As often happens, much of the action occurred during the preview. Milwaukee’s Dean Jensen Gallery brought a range of works — priced $3,000-$70,000 — in lieu of solely big-ticket items. Yet, to his delight, Jensen kicked off the fair with a six-figure sale of a Christopher Wool drawing within the first hour of the preview. Two Albert Oehlen pieces in collage, ink, and pencil on paper sold at Chicago’s Corbett vs. Dempsey for $15,000 each.
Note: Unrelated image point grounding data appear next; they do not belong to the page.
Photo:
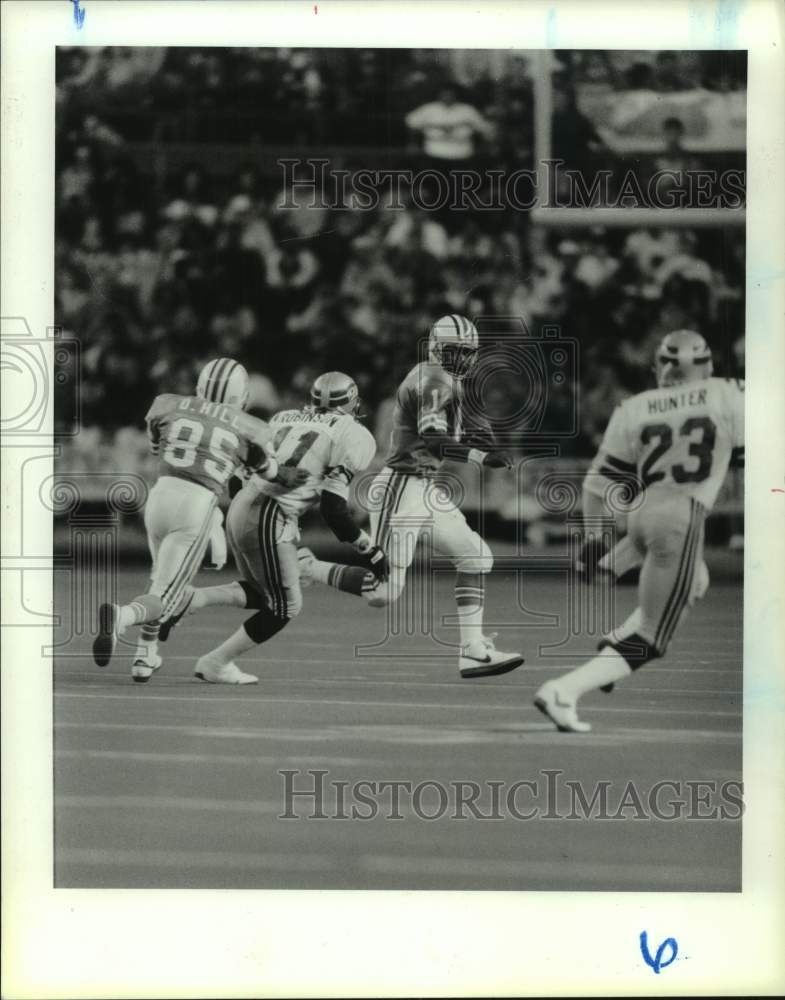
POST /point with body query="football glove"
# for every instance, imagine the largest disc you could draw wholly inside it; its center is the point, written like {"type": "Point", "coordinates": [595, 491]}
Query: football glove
{"type": "Point", "coordinates": [290, 477]}
{"type": "Point", "coordinates": [497, 460]}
Berlin’s Wilde Gallery also started the fair off well, with the sale of Antonio Santins E Mare, 2010, for $18,000. Still, gallery owner Peter Wilde said Chicago collectors are “cautious and take their time” as opposed to New York collectors, who buy quickly and use lines like, “I’ll pull the trigger on that.”

Galerie Forsblom of Helsinki got a two-for-one deal by shipping their artworks for both Art Chicago and the Armory to the States in the same crate. One of the standout pieces in the booth was a Julian Schnabel self-portrait priced at $500,000. Haunch of Venison — of London, New York, and Berlin — credited their first-time participation in the fair to the attraction of Chicago as a city “with its own client base that is worth exploring.” Work in the booth was priced from $5,000, for an Ian Monroe painting, up to $1 million.
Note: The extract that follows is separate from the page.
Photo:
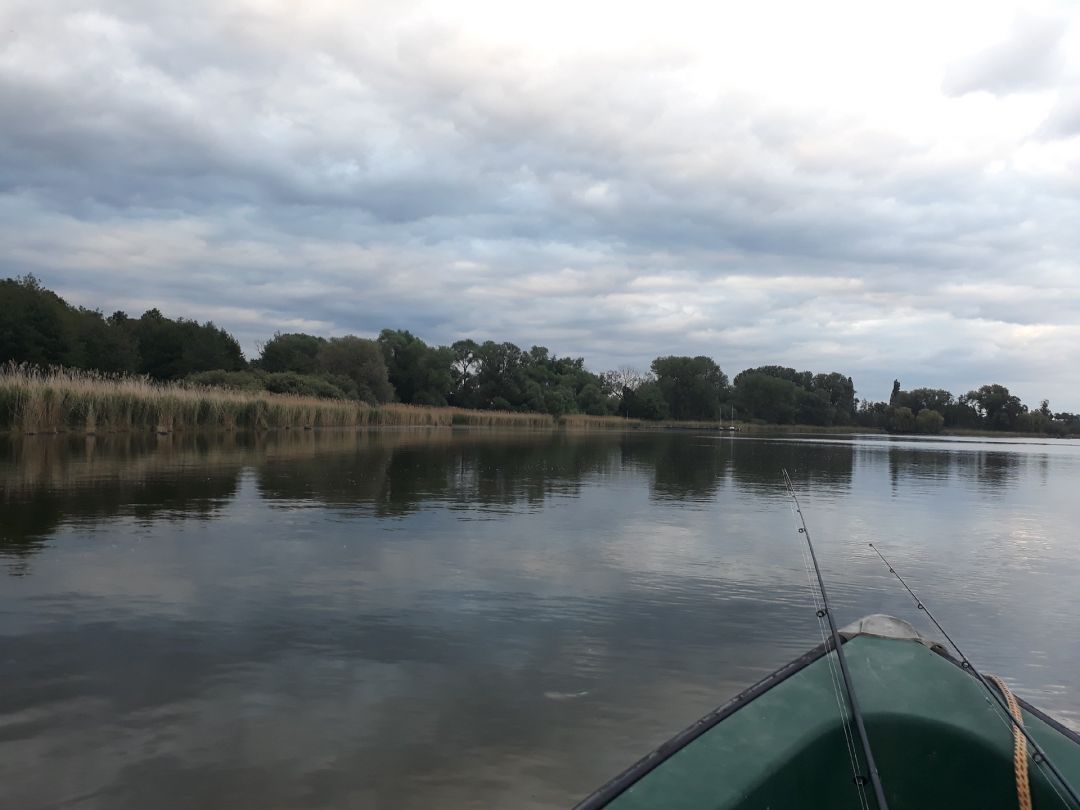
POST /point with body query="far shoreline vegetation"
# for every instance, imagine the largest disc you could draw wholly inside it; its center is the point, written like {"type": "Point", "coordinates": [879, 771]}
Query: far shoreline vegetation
{"type": "Point", "coordinates": [69, 368]}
Rhona Hoffman, of her eponymous Chicago gallery, was in full force in her consistently busy booth, where for four days she engaged in an almost unbroken string of conversations with fair attendees. Works in the booth ranged from $1,400 up to the $100,000 range, for works by Art & Language. The gallery reported sales of work by Spencer Finch, some Robert Ryman prints, and several smaller Mel Bochner pieces, priced between $2,000 and $4,500.

Pace Prints, which had done the fair a few times but skipped last year, was back this year in an effort to reconnect with clients, started off with strong sales, including pieces by Jim Dine, whose work was priced from $3,500 to $20,000. Prices went as high as $70,000.

The booth at Chicago’s Golden Gallery sparkled with fiber-based works by Mike Andrews, drawings and a painting by Pamela Fraser, and photographs — highly saturated, often whimsically composed still lives of everyday objects — by Jessica Labatte. Pieces in the booth ranged from $1,200 to $10,000.

While Art Chicago maintained a standard grid-style floor plan, rather than opting for the labyrinthine approach that caused some frustration at this year’s Art Basel Miami Beach, the fair did offer several special exhibitions that provided welcome breaks from the rows of booths. Curated by Susanne Ghez, director of the Renaissance Society at the University of Chicago, “New Insight” returned this year with an exhibition of work by MFA students from around the country. And throughout Merchandise Mart, artists such as John Clement, Dzine, Rodney Graham, Kiki Smith, and Tony Tasset contributed 27 large-scale, indoor and outdoor sculptures.

For “Partisan”, another special exhibition, independent curators Rachel Furnari and Karsten Lund trolled the galleries participating in Art Chicago as well as NEXT, the invitational exhibition of emerging art. Perhaps to counterbalance the market-driven programming in the fair’s booths, the curators chose work that explores social and political ideas.

“Survey America” took the form of an intervention. Art Chicago selected standout pieces by artists living and working in the United States that are emblematic of major developments in American art and tagged them with a blue Survey America wall label. The labels served both to draw attention to pieces deserving a longer look and also highlighted connections from booth to booth. They proved an effective way of helping viewers metabolize the abundance of work at the fair.

Swiss-born artist Florian Grafs Lost Waltzing Walls rounded out Art Chicago’s special projects. His charming installation consisted of artworks displayed on freestanding walls, which were meant to glide across the floor and sway back and forth at the slightest touch. During the preview one of the walls briefly blocked the middle of an aisle. Unfortunately however, the walls for the most part did not succeed in gliding through the fair. They were instead corralled in a booth, shifting to and fro, and, like so much in the fair, they seemed to shiver with energy and the desire to be brought out.